Alfresco Content Services

Platform
Alfresco
Product
Alfresco Content Services
Release
23.4
License

Local Transforms may be combined together in a pipeline to form a new transform, where the output from one becomes the input to the next and so on. A pipeline definition (JSON) defines the sequence of transforms and intermediate Media Types. Like any other transformer, it specifies a list of supported source and target Media Types. If you don’t supply any, all possible combinations are assumed to be available. The definition may reuse the transformOptions of transformers in the pipeline, but typically will define its own subset of these.

The following example begins with the helloWorld Transformer described in Creating a T-Engine, which takes a text file containing a name and produces an HTML file with a Hello <name> message in the body. This is then transformed back into a text file. This example contains just one pipeline transformer, but many may be defined in the same file.

{
  "transformers": [
    {
      "transformerName": "helloWorldText",
      "transformerPipeline" : [
        {"transformerName": "helloWorld", "targetMediaType": "text/html"},
        {"transformerName": "html"}
      ],
      "supportedSourceAndTargetList": [
        {"sourceMediaType": "text/plain", "priority": 45,  "targetMediaType": "text/plain" }
      ],
      "transformOptions": [
        "helloWorldOptions"
      ]
    }
  ]
}
  • transformerName - Try to create a unique name for the transform.
  • transformerPipeline - A list of transformers in the pipeline. The targetMediaType specifies the intermediate Media Types between transformers. There is no final targetMediaType as this comes from the supportedSourceAndTargetList.
  • supportedSourceAndTargetList - The supported source and target Media Types, which refer to the Media Types this pipeline transformer can transform from and to, additionally you can set the priority and the maxSourceSizeBytes see Supported Source and Target List. If blank, this indicates that all possible combinations are supported. This is the cartesian product of all source types to the first intermediate type and all target types from the last intermediate type. Any combinations supported by the first transformer are excluded. They will also have the priority from the first transform.
  • transformOptions - A list of references to options required by the pipeline transformer.

Custom Pipeline definitions need to be placed in a directory of the Repository. The default location (below) may be changed by resetting the following Alfresco global property.

local.transform.pipeline.config.dir=shared/classes/alfresco/extension/transform/pipelines

On startup this location is checked every minute, but then switches to once an hour if successful. After a problem, it tries every minute again. These are the same properties use to decide when to read T-Engine configurations, because pipelines combine transformers in the T-Engines.

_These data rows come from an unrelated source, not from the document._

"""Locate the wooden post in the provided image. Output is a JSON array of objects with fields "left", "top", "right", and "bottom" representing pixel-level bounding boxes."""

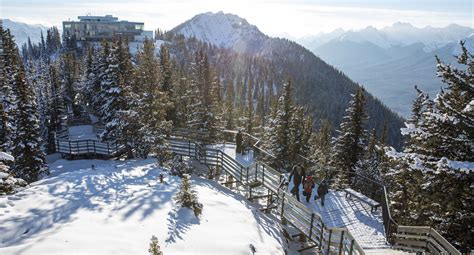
[
  {"left": 327, "top": 229, "right": 332, "bottom": 255},
  {"left": 338, "top": 230, "right": 345, "bottom": 255},
  {"left": 309, "top": 213, "right": 315, "bottom": 240},
  {"left": 319, "top": 222, "right": 324, "bottom": 249},
  {"left": 246, "top": 165, "right": 249, "bottom": 183},
  {"left": 349, "top": 239, "right": 354, "bottom": 255},
  {"left": 280, "top": 192, "right": 285, "bottom": 219}
]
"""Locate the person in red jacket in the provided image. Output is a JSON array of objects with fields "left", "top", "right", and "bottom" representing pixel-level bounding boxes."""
[{"left": 302, "top": 175, "right": 315, "bottom": 203}]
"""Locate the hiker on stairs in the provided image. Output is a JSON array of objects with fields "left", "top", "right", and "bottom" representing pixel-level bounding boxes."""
[
  {"left": 289, "top": 164, "right": 305, "bottom": 202},
  {"left": 303, "top": 175, "right": 315, "bottom": 203}
]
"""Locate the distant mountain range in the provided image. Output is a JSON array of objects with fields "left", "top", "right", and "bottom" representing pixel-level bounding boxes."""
[
  {"left": 3, "top": 19, "right": 48, "bottom": 48},
  {"left": 297, "top": 23, "right": 474, "bottom": 116},
  {"left": 172, "top": 12, "right": 405, "bottom": 147}
]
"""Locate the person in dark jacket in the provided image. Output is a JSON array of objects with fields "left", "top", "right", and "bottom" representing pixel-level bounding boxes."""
[
  {"left": 288, "top": 164, "right": 306, "bottom": 202},
  {"left": 316, "top": 180, "right": 329, "bottom": 206},
  {"left": 235, "top": 130, "right": 243, "bottom": 154}
]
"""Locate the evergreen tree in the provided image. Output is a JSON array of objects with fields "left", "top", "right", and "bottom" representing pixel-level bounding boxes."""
[
  {"left": 148, "top": 235, "right": 163, "bottom": 255},
  {"left": 311, "top": 119, "right": 332, "bottom": 165},
  {"left": 0, "top": 27, "right": 18, "bottom": 153},
  {"left": 388, "top": 42, "right": 473, "bottom": 250},
  {"left": 101, "top": 39, "right": 137, "bottom": 157},
  {"left": 175, "top": 174, "right": 203, "bottom": 218},
  {"left": 135, "top": 39, "right": 172, "bottom": 158},
  {"left": 9, "top": 45, "right": 48, "bottom": 183},
  {"left": 333, "top": 88, "right": 368, "bottom": 187},
  {"left": 267, "top": 79, "right": 311, "bottom": 170}
]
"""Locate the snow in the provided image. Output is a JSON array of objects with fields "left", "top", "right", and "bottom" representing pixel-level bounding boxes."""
[
  {"left": 173, "top": 11, "right": 264, "bottom": 50},
  {"left": 0, "top": 152, "right": 14, "bottom": 162},
  {"left": 287, "top": 181, "right": 388, "bottom": 249},
  {"left": 208, "top": 143, "right": 254, "bottom": 167},
  {"left": 438, "top": 157, "right": 474, "bottom": 173},
  {"left": 210, "top": 143, "right": 388, "bottom": 249},
  {"left": 0, "top": 158, "right": 285, "bottom": 254}
]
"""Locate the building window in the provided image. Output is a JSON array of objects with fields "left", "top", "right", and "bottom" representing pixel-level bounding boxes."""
[
  {"left": 135, "top": 24, "right": 144, "bottom": 30},
  {"left": 65, "top": 24, "right": 71, "bottom": 28}
]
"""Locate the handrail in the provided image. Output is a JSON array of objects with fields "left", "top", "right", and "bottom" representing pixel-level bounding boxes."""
[
  {"left": 54, "top": 129, "right": 460, "bottom": 254},
  {"left": 168, "top": 137, "right": 366, "bottom": 255}
]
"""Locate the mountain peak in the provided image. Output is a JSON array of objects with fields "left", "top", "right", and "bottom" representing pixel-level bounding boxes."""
[{"left": 172, "top": 12, "right": 266, "bottom": 50}]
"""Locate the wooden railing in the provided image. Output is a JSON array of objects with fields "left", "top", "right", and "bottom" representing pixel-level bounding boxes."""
[
  {"left": 393, "top": 226, "right": 461, "bottom": 255},
  {"left": 55, "top": 138, "right": 124, "bottom": 156},
  {"left": 54, "top": 129, "right": 460, "bottom": 254},
  {"left": 167, "top": 138, "right": 365, "bottom": 255}
]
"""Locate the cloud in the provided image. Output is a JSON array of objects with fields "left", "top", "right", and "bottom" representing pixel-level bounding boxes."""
[{"left": 1, "top": 0, "right": 472, "bottom": 37}]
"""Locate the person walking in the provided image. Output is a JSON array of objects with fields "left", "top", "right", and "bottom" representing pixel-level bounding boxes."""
[
  {"left": 235, "top": 130, "right": 243, "bottom": 154},
  {"left": 288, "top": 164, "right": 306, "bottom": 202},
  {"left": 316, "top": 180, "right": 329, "bottom": 206},
  {"left": 302, "top": 175, "right": 315, "bottom": 203}
]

local.transform.service.cronExpression=4 30 0/1 * * ?
local.transform.service.initialAndOnError.cronExpression=0 * * * * ?

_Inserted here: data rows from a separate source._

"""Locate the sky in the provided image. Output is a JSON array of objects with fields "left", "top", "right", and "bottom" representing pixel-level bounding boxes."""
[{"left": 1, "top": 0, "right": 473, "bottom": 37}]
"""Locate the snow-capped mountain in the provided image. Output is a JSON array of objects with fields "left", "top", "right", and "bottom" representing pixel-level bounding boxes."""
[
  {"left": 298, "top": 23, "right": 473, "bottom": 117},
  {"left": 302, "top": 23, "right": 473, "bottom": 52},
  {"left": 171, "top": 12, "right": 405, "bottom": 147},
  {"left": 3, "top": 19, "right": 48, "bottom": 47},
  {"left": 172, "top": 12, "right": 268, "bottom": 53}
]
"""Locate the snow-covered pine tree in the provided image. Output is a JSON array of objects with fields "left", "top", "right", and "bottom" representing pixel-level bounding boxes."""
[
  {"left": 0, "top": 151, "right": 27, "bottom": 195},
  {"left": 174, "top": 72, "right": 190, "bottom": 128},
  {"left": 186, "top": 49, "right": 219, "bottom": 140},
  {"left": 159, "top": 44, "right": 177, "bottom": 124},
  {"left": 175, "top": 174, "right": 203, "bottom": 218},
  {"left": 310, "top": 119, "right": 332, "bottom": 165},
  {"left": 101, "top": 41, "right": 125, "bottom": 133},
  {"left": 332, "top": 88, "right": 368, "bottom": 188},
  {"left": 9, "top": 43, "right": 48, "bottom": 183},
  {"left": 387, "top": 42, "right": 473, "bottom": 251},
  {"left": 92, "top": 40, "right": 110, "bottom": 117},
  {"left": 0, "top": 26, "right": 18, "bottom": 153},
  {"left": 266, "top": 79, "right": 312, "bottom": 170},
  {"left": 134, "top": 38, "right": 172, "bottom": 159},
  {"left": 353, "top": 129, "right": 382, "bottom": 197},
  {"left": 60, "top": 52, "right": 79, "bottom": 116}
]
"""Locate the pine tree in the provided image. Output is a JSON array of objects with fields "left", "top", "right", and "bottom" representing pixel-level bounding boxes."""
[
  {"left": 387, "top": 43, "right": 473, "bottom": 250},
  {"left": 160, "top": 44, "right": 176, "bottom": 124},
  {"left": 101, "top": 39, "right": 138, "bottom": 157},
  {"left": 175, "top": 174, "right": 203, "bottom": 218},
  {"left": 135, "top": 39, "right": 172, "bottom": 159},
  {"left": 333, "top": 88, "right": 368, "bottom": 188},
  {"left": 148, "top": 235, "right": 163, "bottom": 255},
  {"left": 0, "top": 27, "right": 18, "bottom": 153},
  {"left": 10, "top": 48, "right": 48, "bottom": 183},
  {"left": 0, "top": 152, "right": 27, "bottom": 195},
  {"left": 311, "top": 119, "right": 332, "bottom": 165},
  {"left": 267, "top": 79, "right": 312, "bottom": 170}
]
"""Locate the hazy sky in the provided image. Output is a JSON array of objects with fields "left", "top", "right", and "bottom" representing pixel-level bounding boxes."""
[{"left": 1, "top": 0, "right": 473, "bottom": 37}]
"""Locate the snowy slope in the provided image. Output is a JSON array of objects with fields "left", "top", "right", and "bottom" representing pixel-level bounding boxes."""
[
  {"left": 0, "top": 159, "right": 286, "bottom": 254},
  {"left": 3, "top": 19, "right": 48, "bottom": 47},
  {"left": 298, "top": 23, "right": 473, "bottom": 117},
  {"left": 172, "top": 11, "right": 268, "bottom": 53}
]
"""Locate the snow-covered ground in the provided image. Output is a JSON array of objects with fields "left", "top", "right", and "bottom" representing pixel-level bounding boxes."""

If you are using Docker Compose in development, you will need to copy your pipeline definition into your running Repository container. One way is to use the following command, and it will be picked up the next time the location is read, which is dependent on the cron values.

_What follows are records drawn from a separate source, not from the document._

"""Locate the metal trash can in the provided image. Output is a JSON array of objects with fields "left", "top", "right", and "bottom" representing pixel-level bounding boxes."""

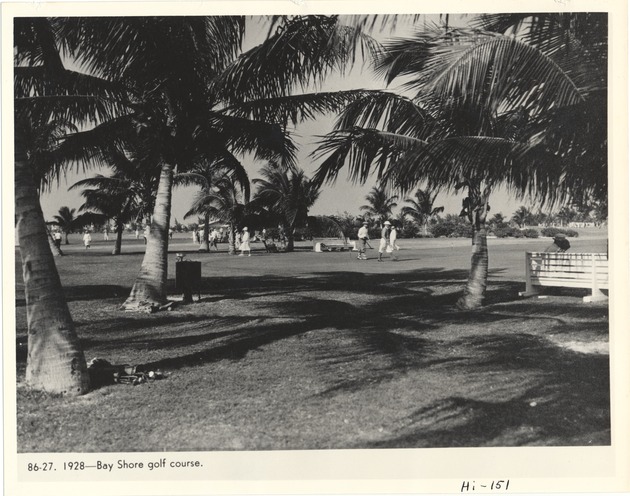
[{"left": 175, "top": 261, "right": 201, "bottom": 303}]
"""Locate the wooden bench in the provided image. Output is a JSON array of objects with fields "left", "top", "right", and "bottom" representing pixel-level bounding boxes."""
[
  {"left": 313, "top": 237, "right": 355, "bottom": 252},
  {"left": 519, "top": 252, "right": 608, "bottom": 303}
]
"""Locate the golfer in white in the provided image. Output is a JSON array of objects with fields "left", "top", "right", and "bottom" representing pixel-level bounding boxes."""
[
  {"left": 239, "top": 227, "right": 251, "bottom": 256},
  {"left": 357, "top": 221, "right": 369, "bottom": 260},
  {"left": 378, "top": 221, "right": 391, "bottom": 262},
  {"left": 389, "top": 225, "right": 400, "bottom": 261}
]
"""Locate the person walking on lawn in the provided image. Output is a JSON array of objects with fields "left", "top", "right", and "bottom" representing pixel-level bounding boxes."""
[
  {"left": 83, "top": 231, "right": 92, "bottom": 249},
  {"left": 378, "top": 221, "right": 391, "bottom": 262},
  {"left": 239, "top": 227, "right": 251, "bottom": 256},
  {"left": 389, "top": 225, "right": 400, "bottom": 261},
  {"left": 357, "top": 221, "right": 369, "bottom": 260}
]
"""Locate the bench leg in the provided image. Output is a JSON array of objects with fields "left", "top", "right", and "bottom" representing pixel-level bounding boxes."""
[
  {"left": 584, "top": 289, "right": 608, "bottom": 303},
  {"left": 584, "top": 253, "right": 608, "bottom": 303},
  {"left": 520, "top": 252, "right": 539, "bottom": 297}
]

docker cp custom_pipelines.json <alfresco container>:/usr/local/tomcat/shared/classes/alfresco/extension/transform/pipelines/

In a Kubernetes environment, ConfigMaps can be used to add pipeline definitions. You will need to create a ConfigMap from the JSON file and mount the ConfigMap through a volume to the Repository pods.

kubectl create configmap custom-pipeline-config --from-file=name_of_a_file.json

The necessary volumes are already provided out of the box and the files in ConfigMap custom-pipeline-config will be mounted to /usr/local/tomcat/shared/classes/alfresco/extension/transform/pipelines/. Again, the files will be picked up the next time the location is read, or when the repository pods are restarted.

CAUTION: From Kubernetes documentation: Caution: If there are some files in the mountPath location, they will be deleted.